There were 143 households, out of which 39.2% had children under the age of 18 living with them, 67.8% were married couples living together, 4.2% had a female householder with no husband present, and 21.0% were non-families. 18.2% of all households were made up of individuals, and 6.3% had someone living alone who was 65 years of age or older. The average household size was 2.63 and the average family size was 2.97.
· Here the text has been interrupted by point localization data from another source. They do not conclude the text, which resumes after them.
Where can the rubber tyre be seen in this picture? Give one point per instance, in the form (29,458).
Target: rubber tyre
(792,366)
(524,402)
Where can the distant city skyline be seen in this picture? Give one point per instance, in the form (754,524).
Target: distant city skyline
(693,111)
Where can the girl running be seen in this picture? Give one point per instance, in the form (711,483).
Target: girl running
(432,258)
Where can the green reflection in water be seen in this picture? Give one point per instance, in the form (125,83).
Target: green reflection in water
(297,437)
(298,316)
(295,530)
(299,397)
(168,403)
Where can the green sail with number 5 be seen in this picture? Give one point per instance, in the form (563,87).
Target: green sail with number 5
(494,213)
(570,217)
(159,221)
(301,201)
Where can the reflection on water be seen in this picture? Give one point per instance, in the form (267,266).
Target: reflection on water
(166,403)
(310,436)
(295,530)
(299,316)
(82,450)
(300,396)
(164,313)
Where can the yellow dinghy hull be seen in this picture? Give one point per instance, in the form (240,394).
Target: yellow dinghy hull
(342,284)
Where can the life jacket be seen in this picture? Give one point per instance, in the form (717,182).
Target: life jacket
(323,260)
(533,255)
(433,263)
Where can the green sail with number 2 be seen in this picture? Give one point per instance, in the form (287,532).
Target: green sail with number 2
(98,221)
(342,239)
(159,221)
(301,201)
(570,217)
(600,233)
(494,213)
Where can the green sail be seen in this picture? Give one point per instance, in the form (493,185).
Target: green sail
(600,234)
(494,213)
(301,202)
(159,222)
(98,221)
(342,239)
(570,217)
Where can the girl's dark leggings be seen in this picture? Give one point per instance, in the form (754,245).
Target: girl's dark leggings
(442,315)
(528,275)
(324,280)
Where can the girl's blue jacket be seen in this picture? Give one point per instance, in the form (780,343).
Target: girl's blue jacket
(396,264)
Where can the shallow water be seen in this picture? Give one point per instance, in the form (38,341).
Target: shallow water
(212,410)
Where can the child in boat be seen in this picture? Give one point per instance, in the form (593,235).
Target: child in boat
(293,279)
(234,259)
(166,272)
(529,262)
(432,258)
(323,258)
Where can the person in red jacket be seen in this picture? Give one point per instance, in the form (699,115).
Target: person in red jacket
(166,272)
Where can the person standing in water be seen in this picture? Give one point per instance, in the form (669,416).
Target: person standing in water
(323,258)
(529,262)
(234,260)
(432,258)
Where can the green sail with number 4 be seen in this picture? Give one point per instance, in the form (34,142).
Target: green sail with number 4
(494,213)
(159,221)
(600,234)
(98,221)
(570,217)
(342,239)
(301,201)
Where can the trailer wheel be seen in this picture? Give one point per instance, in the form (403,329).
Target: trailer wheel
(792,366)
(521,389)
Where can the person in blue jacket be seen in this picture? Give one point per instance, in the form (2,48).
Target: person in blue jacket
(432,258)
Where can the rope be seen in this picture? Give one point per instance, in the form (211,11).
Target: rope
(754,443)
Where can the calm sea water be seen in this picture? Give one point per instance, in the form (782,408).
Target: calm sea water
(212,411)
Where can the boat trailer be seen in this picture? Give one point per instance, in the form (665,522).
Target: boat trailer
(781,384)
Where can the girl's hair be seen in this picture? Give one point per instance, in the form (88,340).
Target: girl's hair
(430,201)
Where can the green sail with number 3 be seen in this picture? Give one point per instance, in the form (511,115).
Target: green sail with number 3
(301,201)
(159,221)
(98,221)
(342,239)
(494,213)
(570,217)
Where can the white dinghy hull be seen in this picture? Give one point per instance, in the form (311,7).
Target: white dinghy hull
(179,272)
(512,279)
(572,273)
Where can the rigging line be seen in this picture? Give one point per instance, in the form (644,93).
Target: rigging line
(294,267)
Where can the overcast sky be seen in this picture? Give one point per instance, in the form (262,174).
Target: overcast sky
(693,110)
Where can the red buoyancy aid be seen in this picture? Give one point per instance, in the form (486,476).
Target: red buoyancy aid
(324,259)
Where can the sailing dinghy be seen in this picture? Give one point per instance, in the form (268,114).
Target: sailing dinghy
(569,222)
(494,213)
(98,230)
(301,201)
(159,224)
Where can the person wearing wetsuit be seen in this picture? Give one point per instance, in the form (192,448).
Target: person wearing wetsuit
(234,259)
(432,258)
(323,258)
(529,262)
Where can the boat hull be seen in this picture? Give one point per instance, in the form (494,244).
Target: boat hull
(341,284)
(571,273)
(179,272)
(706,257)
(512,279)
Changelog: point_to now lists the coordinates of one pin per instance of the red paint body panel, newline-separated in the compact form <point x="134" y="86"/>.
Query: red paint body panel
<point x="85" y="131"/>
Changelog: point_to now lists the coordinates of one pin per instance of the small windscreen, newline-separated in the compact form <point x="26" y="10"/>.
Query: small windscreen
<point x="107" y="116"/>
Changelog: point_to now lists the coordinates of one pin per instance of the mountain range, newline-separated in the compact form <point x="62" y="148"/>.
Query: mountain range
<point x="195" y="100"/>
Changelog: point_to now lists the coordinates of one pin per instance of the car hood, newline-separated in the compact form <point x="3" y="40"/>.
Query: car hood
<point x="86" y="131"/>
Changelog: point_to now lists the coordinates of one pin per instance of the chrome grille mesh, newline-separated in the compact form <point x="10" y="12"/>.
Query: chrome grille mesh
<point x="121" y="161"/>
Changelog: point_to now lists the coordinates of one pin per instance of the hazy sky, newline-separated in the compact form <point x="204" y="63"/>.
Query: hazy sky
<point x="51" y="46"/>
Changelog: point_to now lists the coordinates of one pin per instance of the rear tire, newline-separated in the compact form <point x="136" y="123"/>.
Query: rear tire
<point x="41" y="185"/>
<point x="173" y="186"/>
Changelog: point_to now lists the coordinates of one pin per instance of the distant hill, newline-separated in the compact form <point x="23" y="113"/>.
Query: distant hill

In the township the population was spread out, with 27.7% under the age of 18, 5.6% from 18 to 24, 25.5% from 25 to 44, 29.3% from 45 to 64, and 12.0% who were 65 years of age or older. The median age was 40 years. For every 100 females, there were 108.9 males. For every 100 females age 18 and over, there were 117.6 males.

The median income for a household in the township was $37,750, and the median income for a family was $45,625. Males had a median income of $31,042 versus $27,679 for females. The per capita income for the township was $16,489. About 12.6% of families and 13.1% of the population were below the poverty line, including 11.3% of those under age 18 and 12.8% of those age 65 or over.